We could move the contents of slots, into the shadow DOM of the custom-HTML-elements, taking care not to the structural order. This would allow all the shadow DOM custom HTML element styles to apply, at the cost of having those slots (behavior wise). Consequently, the desired styles need to be imported into the custom HTML element. Also note that as such selectors with ancestor to the desired classes will not be honored.

At this point we would also need to consider, if we want to do this operation for slots we are adding these specific classes to OR all slots regardless ( so as to have a consistent behavior throughout all custom elements)

PR in progress here: https://github.com/department-of-veterans-affairs/component-library/pull/1022

rmessina1010 commented 4 months ago

@jamigibbs, ( thinking you mean slots in the template of custom element) my experience is the class gets added to the slot (no need for a function), but slot is ignored. So having slot.usa-anyclass had no effect on styling on slot decedents.

jamigibbs commented 4 months ago

@rmessina1010 Maybe this was done already but have you looked into just loading specific USWDS modules globally?

So like if we programmatically add a class to a slot element like usa-summary-box__link to all anchor tags in the va-featured-content component, the styles would not be encapsulated anywhere.

In other words, can @use 'usa-summary-box/src/styles/usa-summary-box'; be imported globally? I realize that mean this style will be loaded regardless of it the component is on the page but I don't think this is something we'd need to do very often.

Something similar is done here:

https://github.com/department-of-veterans-affairs/component-library/blob/main/packages/web-components/src/global/main.css

@import '~@department-of-veterans-affairs/css-library/dist/tokens/css/variables.css';
@import '../components/va-breadcrumbs/va-breadcrumbs-slot.css';
@import '../components/va-modal/va-modal-slot.css';
@import '../components/va-table/va-table-slot.css';
@import '../components/va-alert/va-alert-slot.css';

va-process-list li :is(h2, h3, h4, h5) {
  margin-top: 0;
  clear: none;
  padding-top: 0.3rem;
}
rmessina1010 commented 4 months ago

@Caw310 I think I missuderstood this ticket. I was trying to get CSS to work genrally, when in fact thew solution we might be looking for is to have the USWDS styles in the global stylesheet, and attach classes to elements being passed as slotted content; essentially parsing the content an attaching classes. Am working on this 3rd PR but may need to carry over.
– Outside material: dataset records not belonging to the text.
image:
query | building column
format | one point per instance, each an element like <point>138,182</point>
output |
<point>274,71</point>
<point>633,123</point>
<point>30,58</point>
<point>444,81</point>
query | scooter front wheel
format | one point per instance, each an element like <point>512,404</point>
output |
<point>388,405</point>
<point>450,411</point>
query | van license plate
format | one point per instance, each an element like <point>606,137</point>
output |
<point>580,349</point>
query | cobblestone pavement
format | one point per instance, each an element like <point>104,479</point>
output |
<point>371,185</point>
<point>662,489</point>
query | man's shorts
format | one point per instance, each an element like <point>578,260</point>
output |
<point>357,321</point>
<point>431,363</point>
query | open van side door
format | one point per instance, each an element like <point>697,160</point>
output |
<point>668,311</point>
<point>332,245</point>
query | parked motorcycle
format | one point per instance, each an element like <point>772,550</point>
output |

rmessina1010 commented 4 months ago

PR 1030 Discovery doc here

rmessina1010 commented 4 months ago

For continuity and reference: This PR, that should be part of a separate issue, attempts to address import and separation of USWDS styles. https://github.com/department-of-veterans-affairs/component-library/pull/1038

rmessina1010 commented 4 months ago

Conclusion

After going over the problem with the team, it was decided the best solution to pursue is to:

  • Assign styles in the global space (light DOM) of vets-website.
  • Employ the utilities defined in PR 1030 to automatically add required USWDS attributes to slotted components.
  • Import/copy only the USWDS rules pertaining to the specific elements that would be slotted in corresponding web components.

Rationale

Pursuing this approach retains the behavior of slotted elements that VFS engineers expect, including the option for them to add their own utility classes and other attributes as needed; as such it also streamlines maintenance of va-components. In addition, I expect that as we migrate to USWDS, many of the styles utilized in va-components will also be needed generally, so adding them to the global scope would have eventually happened as well.

Downsides

It is possible may need to take care to avoid/handle encounter specificity collisions.

Why we did not choose to use the Shadow DOM

While moving the slotted nodes into the shadow DOM would have helped with encapsulation of styles. The same would have resulted their expected styling and access behavior, required a large amount of coordination, and placed new limitations and additional maintenance on VFS teams.